On Thanksgiving, the market did see some strength, though with Bitcoin going to $59,460 and ETH to nearly $4,560 only for the COVID variant to send them lower. Another potential reason for the crypto market’s weakness has been the waning risk appetite in the broader equities market, where profitable tech companies are taking the brunt of the decline.
According to Katie Stockton, founder of Fairlead Strategies LLC, two consecutive daily closes below the $52,900 level would increase the risk of a deeper pullback toward the next support level near $44,200. But that’s not a reason to sell, she said.
“We would hold long positions, for now, given the likelihood of a snapback rally in the days ahead from oversold territory noting intermediate-term momentum remains to the upside.”
Wall Street is on the cusp of a Santa Claus rally, says @fundstrat
.
He also says bitcoin could head to $100K in December $BTC pic.twitter.com/Cl9xFoJ9Sk— CNBC’s Fast Money (@CNBCFastMoney) November 24, 2021
Technically, Bitcoin has been trading below its 50-day moving average while Ether has its support present at $4,000.
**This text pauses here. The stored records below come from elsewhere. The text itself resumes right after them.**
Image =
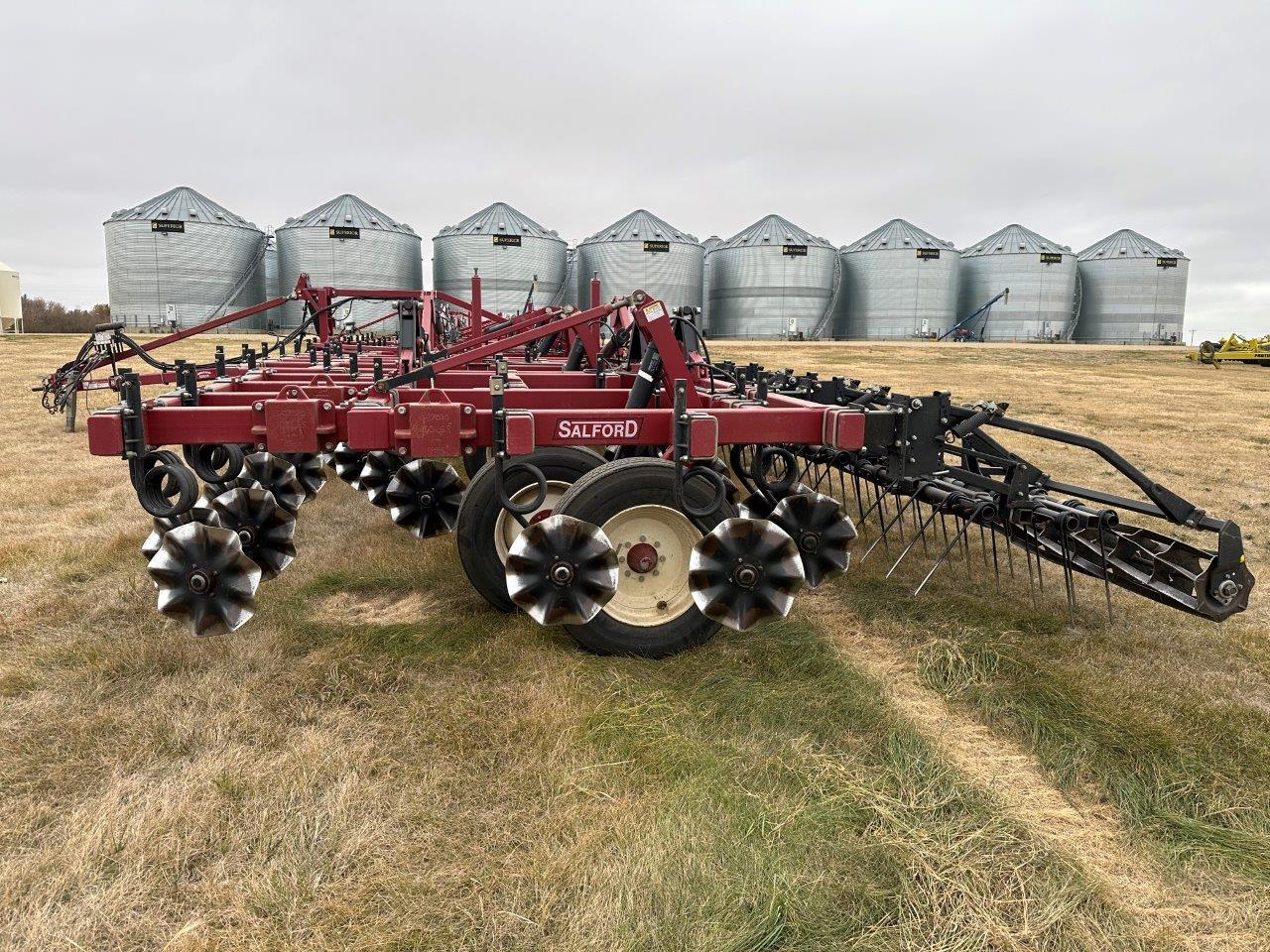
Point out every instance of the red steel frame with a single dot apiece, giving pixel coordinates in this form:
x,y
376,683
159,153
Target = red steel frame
x,y
443,405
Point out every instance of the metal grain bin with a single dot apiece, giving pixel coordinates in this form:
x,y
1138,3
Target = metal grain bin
x,y
898,282
643,252
508,249
1133,290
772,280
570,289
347,243
1042,280
708,245
181,257
10,299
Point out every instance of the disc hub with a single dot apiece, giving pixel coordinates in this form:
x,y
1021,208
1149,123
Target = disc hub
x,y
746,576
642,557
563,574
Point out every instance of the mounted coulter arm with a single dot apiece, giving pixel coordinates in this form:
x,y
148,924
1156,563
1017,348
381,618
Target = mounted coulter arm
x,y
621,483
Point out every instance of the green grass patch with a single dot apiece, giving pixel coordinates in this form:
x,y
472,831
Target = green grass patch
x,y
1191,774
792,794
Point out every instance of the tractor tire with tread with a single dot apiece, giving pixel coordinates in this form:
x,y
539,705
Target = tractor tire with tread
x,y
634,486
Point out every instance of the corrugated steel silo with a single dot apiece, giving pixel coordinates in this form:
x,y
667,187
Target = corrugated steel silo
x,y
898,282
570,287
272,286
10,301
1042,280
772,280
508,249
1133,290
643,252
183,252
708,245
347,243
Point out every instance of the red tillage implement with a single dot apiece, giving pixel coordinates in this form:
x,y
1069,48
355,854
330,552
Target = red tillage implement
x,y
621,483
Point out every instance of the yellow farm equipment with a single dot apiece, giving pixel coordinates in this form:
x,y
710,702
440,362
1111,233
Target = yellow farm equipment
x,y
1233,348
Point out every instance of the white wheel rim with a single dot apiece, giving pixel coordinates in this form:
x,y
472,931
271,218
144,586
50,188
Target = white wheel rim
x,y
659,595
507,530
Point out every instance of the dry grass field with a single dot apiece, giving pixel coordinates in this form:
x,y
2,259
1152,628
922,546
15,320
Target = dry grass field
x,y
380,762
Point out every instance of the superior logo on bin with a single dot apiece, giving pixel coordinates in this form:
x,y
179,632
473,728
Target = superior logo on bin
x,y
597,429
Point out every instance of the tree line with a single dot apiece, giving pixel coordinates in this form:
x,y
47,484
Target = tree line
x,y
44,316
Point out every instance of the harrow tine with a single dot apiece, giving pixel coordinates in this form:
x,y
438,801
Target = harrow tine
x,y
948,548
1106,569
910,547
860,499
996,562
964,532
1069,580
899,517
881,516
1032,583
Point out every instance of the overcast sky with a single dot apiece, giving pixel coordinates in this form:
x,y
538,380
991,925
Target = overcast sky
x,y
1072,119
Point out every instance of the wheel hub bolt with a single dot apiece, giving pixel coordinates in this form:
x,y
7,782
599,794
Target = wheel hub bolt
x,y
642,557
746,576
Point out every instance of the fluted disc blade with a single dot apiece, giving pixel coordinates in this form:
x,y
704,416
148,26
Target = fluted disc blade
x,y
756,506
821,531
310,471
562,570
204,579
423,498
743,571
200,512
263,527
273,474
348,463
377,471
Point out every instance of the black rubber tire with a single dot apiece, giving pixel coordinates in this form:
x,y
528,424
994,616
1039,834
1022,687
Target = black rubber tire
x,y
477,515
597,498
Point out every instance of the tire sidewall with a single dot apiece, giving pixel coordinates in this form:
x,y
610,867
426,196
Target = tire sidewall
x,y
602,494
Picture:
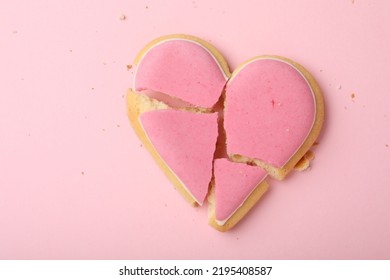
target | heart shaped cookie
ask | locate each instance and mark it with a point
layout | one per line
(216, 134)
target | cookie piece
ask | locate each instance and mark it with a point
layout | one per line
(184, 67)
(236, 189)
(273, 113)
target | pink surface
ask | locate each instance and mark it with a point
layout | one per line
(182, 69)
(269, 111)
(75, 182)
(186, 142)
(234, 182)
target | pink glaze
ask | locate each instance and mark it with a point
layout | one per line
(270, 110)
(233, 184)
(182, 69)
(186, 142)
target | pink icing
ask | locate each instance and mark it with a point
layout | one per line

“It seems to be a battle with the leveraged longs from higher levels getting flushed and the longer-term, more institutional bid below the market,” said Mike McGlone, a commodities analyst at Bloomberg Intelligence.
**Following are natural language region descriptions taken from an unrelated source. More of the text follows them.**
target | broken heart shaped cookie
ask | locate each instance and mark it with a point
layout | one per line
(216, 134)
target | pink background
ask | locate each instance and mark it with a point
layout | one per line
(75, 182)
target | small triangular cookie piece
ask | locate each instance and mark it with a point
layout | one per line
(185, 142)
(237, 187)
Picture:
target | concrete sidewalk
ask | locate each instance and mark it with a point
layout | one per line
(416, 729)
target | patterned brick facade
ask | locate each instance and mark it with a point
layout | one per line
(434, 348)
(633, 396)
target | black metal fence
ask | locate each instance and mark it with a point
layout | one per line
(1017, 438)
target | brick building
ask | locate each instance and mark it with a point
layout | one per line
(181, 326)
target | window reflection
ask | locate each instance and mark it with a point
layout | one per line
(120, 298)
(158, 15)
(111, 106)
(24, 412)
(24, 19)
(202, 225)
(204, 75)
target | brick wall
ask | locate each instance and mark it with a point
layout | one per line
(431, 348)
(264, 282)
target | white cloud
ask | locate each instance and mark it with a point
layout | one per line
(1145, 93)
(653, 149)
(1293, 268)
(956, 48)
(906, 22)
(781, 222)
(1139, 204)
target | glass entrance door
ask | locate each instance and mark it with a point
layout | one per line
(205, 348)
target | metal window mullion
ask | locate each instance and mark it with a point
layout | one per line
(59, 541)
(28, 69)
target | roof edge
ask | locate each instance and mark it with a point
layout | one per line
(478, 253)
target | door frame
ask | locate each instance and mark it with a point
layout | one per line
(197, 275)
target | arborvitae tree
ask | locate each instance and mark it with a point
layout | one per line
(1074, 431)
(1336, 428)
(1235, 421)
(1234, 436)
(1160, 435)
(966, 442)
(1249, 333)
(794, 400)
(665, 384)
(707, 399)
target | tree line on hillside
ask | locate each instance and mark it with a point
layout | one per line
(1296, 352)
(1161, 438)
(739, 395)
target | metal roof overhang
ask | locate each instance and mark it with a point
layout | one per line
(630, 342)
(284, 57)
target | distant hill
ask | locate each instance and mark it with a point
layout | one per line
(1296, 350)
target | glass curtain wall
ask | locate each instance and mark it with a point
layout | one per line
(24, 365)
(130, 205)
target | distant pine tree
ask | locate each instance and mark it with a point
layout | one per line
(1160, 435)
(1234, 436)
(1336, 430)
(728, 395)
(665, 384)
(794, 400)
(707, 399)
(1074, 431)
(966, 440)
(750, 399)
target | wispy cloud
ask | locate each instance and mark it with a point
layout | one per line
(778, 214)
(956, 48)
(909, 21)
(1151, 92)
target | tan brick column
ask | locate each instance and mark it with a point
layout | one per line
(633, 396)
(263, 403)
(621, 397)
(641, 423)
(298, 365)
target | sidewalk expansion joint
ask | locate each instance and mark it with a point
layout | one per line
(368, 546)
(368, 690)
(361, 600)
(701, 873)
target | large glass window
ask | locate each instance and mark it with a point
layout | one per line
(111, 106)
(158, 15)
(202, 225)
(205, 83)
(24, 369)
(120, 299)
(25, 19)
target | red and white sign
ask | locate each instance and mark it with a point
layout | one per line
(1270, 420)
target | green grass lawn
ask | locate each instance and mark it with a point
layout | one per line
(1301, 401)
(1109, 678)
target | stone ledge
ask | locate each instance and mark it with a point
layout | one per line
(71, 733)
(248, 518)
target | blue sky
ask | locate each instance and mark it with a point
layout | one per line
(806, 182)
While during the past few days, Crypto Twitter turned extremely bearish. Interestingly, it can’t be seen in the open interest (OI) as on Bitcoin, it currently stands at $23.43 bln, up from $13 bln in late Sept. and down from $28.85 bln high on Nov. 10.
“Some ppl say majority ct is bearish af, but their tweets isn’t where their money is, look at derivs. we’ve been nuking non stop yet funding cant sustain a negative, spot still can’t lead, ponzi forks still going full retord. nuking more most likely,” said trader CL on Sunday.
The idea that anyone will chase this move is a poor person’s pipe dream.
Everyone’s too rich, too exhausted from a 2 year bull market, or too scared to jeopardize carry/bonuses into eoy to be aggressive.
— light (@lightcrypto) November 29, 2021
While some are extremely bearish, money hasn’t stopped flowing into the market, with already $15 billion injected in the first nine months of 2021, up from $3.1 billion in the entire 2020.
“Funds are seeing record inflows of capital, so much so that they can’t deploy quickly enough,” noted Spartan Black, partner at crypto fund The Spartan Group.
This has Jason Choi, general partner at The Spartan Group, expecting a “sector agnostic bear market,” featuring the two-month-long 50% selloff in BTC as seen back in May than a year-long 80% grind.
In short, “market wide + sector-agnostic bear phases that are somewhat quickly recovered as $ realizes there’s nowhere else to go but brutal multiple months resets in some sectors as capital flows to other sectors,” he added.